Wayang orang memiliki perbedaan dengan jenis wayang lainnya seperti wayang kulit, wayang golek, wayang klitik, dan wayang motekar dalam hal media, gerakan, musik pengiring, daerah asal, dan cerita yang diangkat. Pertunjukan wayang orang juga melibatkan tokoh utama dari kisah Ramayana dan Mahabharata seperti Rama, Sinta, Rahwana, Arjuna, Bima, Krishna, dan lain sebagainya.
Teknik akting dan kostum dalam wayang orang memberikan ciri khas tersendiri, di mana akting dipengaruhi oleh pakem tari Jawa klasik, dan kostum didesain sesuai dengan karakter tokoh yang diperankan.
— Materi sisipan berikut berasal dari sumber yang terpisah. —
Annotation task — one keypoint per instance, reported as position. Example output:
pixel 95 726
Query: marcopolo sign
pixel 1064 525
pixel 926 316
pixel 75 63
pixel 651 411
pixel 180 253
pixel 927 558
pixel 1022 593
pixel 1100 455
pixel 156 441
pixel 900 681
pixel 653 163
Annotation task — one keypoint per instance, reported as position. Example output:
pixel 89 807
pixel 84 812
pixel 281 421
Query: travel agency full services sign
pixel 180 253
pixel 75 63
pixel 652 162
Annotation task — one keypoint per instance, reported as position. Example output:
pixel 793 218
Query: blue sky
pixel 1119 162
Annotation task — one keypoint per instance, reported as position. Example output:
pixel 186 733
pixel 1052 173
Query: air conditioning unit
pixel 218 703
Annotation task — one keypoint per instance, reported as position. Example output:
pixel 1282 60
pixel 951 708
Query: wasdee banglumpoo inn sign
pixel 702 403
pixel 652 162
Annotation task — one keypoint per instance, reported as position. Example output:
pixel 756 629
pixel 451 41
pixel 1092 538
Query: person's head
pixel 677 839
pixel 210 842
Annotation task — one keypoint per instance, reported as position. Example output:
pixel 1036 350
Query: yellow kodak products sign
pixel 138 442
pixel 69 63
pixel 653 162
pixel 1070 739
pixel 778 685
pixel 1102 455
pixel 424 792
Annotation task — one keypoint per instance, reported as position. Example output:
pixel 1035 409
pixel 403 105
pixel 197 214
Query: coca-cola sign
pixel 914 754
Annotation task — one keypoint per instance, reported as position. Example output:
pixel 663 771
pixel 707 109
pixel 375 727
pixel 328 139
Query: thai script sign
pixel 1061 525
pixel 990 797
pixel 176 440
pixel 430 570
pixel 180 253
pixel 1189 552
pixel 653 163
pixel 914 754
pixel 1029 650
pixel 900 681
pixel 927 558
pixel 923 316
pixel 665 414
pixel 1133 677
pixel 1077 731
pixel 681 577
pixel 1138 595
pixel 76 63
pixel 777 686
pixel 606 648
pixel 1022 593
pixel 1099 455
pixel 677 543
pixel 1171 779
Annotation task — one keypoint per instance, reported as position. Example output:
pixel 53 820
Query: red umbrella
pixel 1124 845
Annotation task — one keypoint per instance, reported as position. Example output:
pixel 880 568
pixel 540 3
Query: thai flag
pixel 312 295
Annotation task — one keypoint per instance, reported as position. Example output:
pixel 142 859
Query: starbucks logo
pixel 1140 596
Pertunjukan wayang orang yang terkenal seperti Wayang Orang Bharata, Sriwedari, Ngesti Pandowo, Barata Yogyakarta, dan Sawung Galing tetap menjadi bagian penting dari budaya Jawa dan warisan seni Indonesia. Wayang orang juga ditampilkan di luar Jawa, baik di Indonesia maupun luar negeri, sebagai bagian dari diplomasi budaya. Semangat melestarikan dan mengembangkan seni wayang orang tetap dijaga oleh komunitas dan seniman yang berkomitmen.